Indian artist (1908–2001)

Pralhad Anant Dhond (1908–2001) was an Indian painter and art educator.

==Early life background==
Dhond was born in 1908 in Ratnagiri. After finishing his schooling in Malvan, he moved to Mumbai where he studied at Sir J. J. School of Art in years 1930–1934. He then pursued The Art Teachers Examination in 1935, soon followed by a master's degree in art in 1937.

==Career==
He was the Head of Teacher's Training Department for 20 years. From year 1958 he was Dean of Sir J. J. School of Art, Mumbai.
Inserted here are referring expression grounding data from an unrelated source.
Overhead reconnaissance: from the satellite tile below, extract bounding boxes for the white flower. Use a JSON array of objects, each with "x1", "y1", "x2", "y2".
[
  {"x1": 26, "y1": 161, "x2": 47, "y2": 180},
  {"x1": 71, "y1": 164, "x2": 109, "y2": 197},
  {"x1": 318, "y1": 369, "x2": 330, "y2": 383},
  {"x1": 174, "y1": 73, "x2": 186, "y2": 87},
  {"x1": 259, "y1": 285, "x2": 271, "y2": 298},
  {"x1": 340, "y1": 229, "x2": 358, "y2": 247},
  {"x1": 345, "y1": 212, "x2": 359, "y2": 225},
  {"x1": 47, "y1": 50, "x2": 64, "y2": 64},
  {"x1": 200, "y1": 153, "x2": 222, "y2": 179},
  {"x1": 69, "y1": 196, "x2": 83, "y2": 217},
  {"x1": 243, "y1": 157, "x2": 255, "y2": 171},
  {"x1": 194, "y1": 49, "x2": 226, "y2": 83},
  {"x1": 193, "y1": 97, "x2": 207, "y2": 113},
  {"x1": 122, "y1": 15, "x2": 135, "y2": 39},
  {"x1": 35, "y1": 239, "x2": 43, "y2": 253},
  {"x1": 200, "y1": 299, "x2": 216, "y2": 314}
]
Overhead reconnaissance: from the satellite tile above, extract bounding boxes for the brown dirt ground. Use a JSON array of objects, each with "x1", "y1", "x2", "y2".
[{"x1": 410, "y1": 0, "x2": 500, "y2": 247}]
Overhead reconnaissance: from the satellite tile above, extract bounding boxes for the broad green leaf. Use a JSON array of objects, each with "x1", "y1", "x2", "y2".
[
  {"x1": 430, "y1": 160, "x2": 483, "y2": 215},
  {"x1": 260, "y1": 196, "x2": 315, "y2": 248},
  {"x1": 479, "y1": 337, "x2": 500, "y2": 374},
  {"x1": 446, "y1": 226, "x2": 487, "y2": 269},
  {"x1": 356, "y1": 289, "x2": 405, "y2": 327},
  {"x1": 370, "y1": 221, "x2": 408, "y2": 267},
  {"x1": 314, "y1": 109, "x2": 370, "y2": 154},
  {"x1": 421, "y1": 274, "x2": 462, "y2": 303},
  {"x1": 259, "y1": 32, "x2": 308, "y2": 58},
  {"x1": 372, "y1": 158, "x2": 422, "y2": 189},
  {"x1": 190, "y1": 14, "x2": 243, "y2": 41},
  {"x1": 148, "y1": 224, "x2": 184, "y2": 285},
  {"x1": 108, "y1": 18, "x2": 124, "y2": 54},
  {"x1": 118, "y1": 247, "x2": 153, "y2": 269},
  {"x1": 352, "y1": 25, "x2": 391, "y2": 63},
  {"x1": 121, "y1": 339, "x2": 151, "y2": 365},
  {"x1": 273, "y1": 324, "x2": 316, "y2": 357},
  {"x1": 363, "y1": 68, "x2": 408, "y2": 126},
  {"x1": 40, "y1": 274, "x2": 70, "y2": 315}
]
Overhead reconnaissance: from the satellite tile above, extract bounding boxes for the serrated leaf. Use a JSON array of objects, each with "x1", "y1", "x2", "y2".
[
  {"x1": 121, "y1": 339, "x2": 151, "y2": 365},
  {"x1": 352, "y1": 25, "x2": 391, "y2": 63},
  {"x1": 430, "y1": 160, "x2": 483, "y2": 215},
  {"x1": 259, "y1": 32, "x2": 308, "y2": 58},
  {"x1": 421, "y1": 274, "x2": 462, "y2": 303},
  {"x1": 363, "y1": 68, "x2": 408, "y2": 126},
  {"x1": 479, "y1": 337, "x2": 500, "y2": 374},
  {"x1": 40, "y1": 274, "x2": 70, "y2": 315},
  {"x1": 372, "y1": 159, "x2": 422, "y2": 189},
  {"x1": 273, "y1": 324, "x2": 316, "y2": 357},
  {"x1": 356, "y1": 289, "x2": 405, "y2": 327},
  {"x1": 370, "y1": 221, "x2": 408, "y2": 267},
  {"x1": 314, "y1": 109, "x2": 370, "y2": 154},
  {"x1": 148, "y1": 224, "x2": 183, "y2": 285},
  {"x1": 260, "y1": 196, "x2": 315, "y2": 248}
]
He retired as the Director of Art Maharashtra State in 1969 His paintings were exhibited in San Francisco, Berlin, Munich, South Africa, Kabul, Ankara, China and Russia. In India through the All India Fine Arts and Crafts Society, Delhi, Bhau Daji Lad Museum, Lalit Kala Akademi, Vidhan Bhavan, Bombay, Nagpur Central Museum, Nagpur, Baroda Museum, Baroda. A strong believer in artistic tradition, Dhond, always considered the landscape of Ratnagiri in Maharashtra, where he grew up, as the most formative influence on his artistic sensibility. Dhond chose the medium of watercolour for his transparent yet fascinating depiction of various moods of nature and was known as one of the leading water-colourists of India. He constantly worked and travelled to enrich his work. At the age of 92, he visited the Kerala backwaters and had almost completed his series on God's own country at the time of his death. His work consists of 7,000 landscapes, spanning over seven decades. He says about his work "I always say it takes me five minutes and 70 years to complete a painting. It is only after devoting a lifetime to water colours that I have mastered the medium".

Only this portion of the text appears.